Coronavírus: Brasil “de cima” se conscientiza mais lentamente

Por Moura Nápoli

Márcio – no destaque – tem na boleia de seu caminhão seu segundo lar, onde corta o Brasil de Norte a Sul (Foto: Arquivo Pessoal)

O Brasil é um país de dimensões continentais e, com isso, há uma pluralidade de costumes. O Periscópio manteve contato com um caminhoneiro ituano Márcio Oliver, 54, que atualmente está radicado em Anápolis/GO. Casado e pai, Márcio ganha a vida cruzando as estradas do país e pode ver bem a situação principalmente fora do eixo Rio-São Paulo.

Na estrada há mais de 30 anos, Márcio diz que “logo que começou essa história do coronavírus, as pessoas aqui em Goiás não deram muita importância. Barzinhos abertos, pessoas nas ruas… As pessoas foram caindo em si aos poucos e depois que a mídia começou a divulgar mais abertamente. Em Brasília muita coisa fechada, mas em Salvador vi muita aglomeração de pessoas, turma tomando cerveja como se fosse feriado”.

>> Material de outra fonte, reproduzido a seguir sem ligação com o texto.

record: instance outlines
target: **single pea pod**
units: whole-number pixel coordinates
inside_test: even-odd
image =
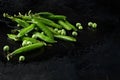
[[[29,23],[27,23],[25,20],[22,20],[22,19],[19,19],[19,18],[15,18],[13,16],[8,15],[7,13],[4,13],[3,16],[7,17],[7,18],[9,18],[9,19],[11,19],[11,20],[13,20],[15,22],[17,22],[22,27],[29,26]]]
[[[43,18],[43,17],[39,17],[39,20],[44,23],[45,25],[51,26],[51,27],[55,27],[55,28],[59,28],[61,29],[62,26],[60,26],[59,24],[55,23],[54,21],[47,19],[47,18]]]
[[[52,32],[39,20],[38,18],[33,18],[32,22],[35,23],[40,30],[42,30],[48,37],[53,39]]]
[[[65,23],[66,23],[69,27],[71,27],[74,31],[77,31],[77,28],[76,28],[74,25],[72,25],[69,21],[65,20]]]
[[[64,21],[59,20],[58,23],[66,30],[72,30],[72,28],[69,25],[67,25]]]
[[[52,20],[66,20],[66,16],[64,15],[50,15],[47,18]]]
[[[22,36],[24,36],[25,34],[31,32],[31,31],[34,29],[34,27],[35,27],[35,24],[31,24],[30,26],[23,28],[23,29],[18,33],[17,37],[18,37],[18,38],[19,38],[19,37],[22,37]]]
[[[22,38],[22,41],[24,41],[24,40],[30,41],[30,42],[32,42],[33,44],[40,42],[39,40],[36,40],[36,39],[34,39],[34,38],[31,38],[31,37],[23,37],[23,38]]]
[[[50,13],[50,12],[39,12],[39,13],[35,13],[35,15],[46,17],[46,16],[53,15],[53,13]]]
[[[17,35],[15,35],[15,34],[7,34],[7,36],[8,36],[9,39],[12,39],[12,40],[14,40],[14,41],[18,41],[18,40],[19,40],[19,39],[17,38]]]
[[[39,39],[41,39],[45,42],[48,42],[48,43],[56,43],[57,42],[54,39],[52,39],[48,36],[45,36],[43,33],[36,32],[34,35],[36,35]]]
[[[8,54],[7,58],[18,55],[18,54],[21,54],[21,53],[25,53],[25,52],[28,52],[28,51],[31,51],[31,50],[34,50],[34,49],[37,49],[37,48],[41,48],[45,45],[46,44],[44,42],[38,42],[38,43],[31,44],[31,45],[28,45],[28,46],[20,47],[20,48],[16,49],[15,51],[13,51],[12,53]]]
[[[62,39],[62,40],[66,40],[66,41],[76,42],[76,39],[74,37],[71,37],[71,36],[54,35],[54,37]]]

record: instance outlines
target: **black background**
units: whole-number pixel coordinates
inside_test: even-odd
[[[85,30],[79,32],[76,43],[66,46],[61,42],[46,51],[49,57],[6,63],[2,47],[9,43],[6,34],[10,28],[2,14],[30,9],[66,15],[73,24],[81,22]],[[119,2],[115,0],[0,0],[0,80],[119,80],[119,14]],[[86,29],[89,21],[98,24],[97,30]]]

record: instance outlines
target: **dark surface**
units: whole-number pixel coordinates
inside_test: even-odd
[[[117,1],[104,0],[0,0],[2,21],[3,12],[16,14],[31,9],[64,14],[72,23],[81,22],[85,28],[75,44],[60,43],[46,51],[48,57],[13,64],[4,63],[2,47],[9,43],[6,34],[10,28],[0,22],[0,80],[120,80],[118,6]],[[96,31],[86,29],[88,21],[98,24]]]

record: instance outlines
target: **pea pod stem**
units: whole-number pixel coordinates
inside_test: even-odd
[[[72,42],[76,42],[76,39],[74,37],[71,36],[65,36],[65,35],[54,35],[54,37],[62,39],[62,40],[66,40],[66,41],[72,41]]]

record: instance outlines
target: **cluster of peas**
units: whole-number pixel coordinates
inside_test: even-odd
[[[17,28],[11,30],[11,34],[7,34],[8,38],[22,42],[21,47],[13,52],[9,52],[8,45],[3,47],[3,50],[7,52],[8,61],[18,54],[21,54],[19,61],[24,61],[25,56],[22,53],[57,43],[58,39],[76,42],[77,31],[83,29],[80,23],[74,26],[66,19],[66,16],[50,12],[33,14],[29,11],[25,15],[19,13],[14,16],[4,13],[3,16],[17,23]],[[96,28],[97,24],[89,22],[88,26]]]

Da Bahia, Márcio Oliver seguiu ao Piauí, onde, “apesar da polícia estar em cima, também havia muitos estabelecimentos abertos. Hoje as coisas já estão diferentes. Aqui em Anápolis está tudo fechado, o governador de Goiás [Ronaldo Caiado, do DEM] está ciente da gravidade. Mas no Norte e Nordeste as coisas andam mais devagar”, afirmou.

No giro que o caminhoneiro fez, saindo de Anápolis até o Piauí, Marcio disse que “os postos de gasolina estão abertos, mas era muito difícil encontrar restaurantes funcionando, banheiros imundos, fiquei praticamente três dias sem comer, só tomando água. Quando se encontrava um restaurante, não havia álcool em gel, detergente, nada, nenhum apoio a nós, caminhoneiros. Tudo muito complicado. Não é por acaso que 32% dos motoristas estão querendo parar”.

Ele diz, entretanto, que “aos poucos movimentos religiosos e a Polícia Federal Rodoviária estão fazendo campanhas para distribuir marmitas e produtos de higiene de primeira necessidade para os caminhoneiros, o que vai nos ajudando”. Márcio é consciente de que sua classe é muito vulnerável. “A gente passa ora aqui, ora ali e fica pensando na família, em quarentena em casa… Vida de caminhoneiro é dura. É coisa que eu amo, mas não é fácil”.

Márcio Oliver é casado e tem quatro filhas e dois netos que moram na sua casa. “Tenho uma filha que atualmente mora na França. A gente conversa muito por telefone, mas ela chora, quer voltar, mas não pode porque está de quarentena. Ela, entretanto, está bem amparada lá e a gente deixa nas mãos de Deus”.

Hoje – e isso já perdura por aproximadamente 35 anos –, Márcio é caminhoneiro. Mas ele, bem jovem, trabalhou no Periscópio, começando como entregador até ter um laboratório em que revelava as fotografias do jornal. Depois encontrou-se como caminhoneiro e assim constituiu família e, apesar de todos os sufocos e incertezas, realizou-se profissionalmente.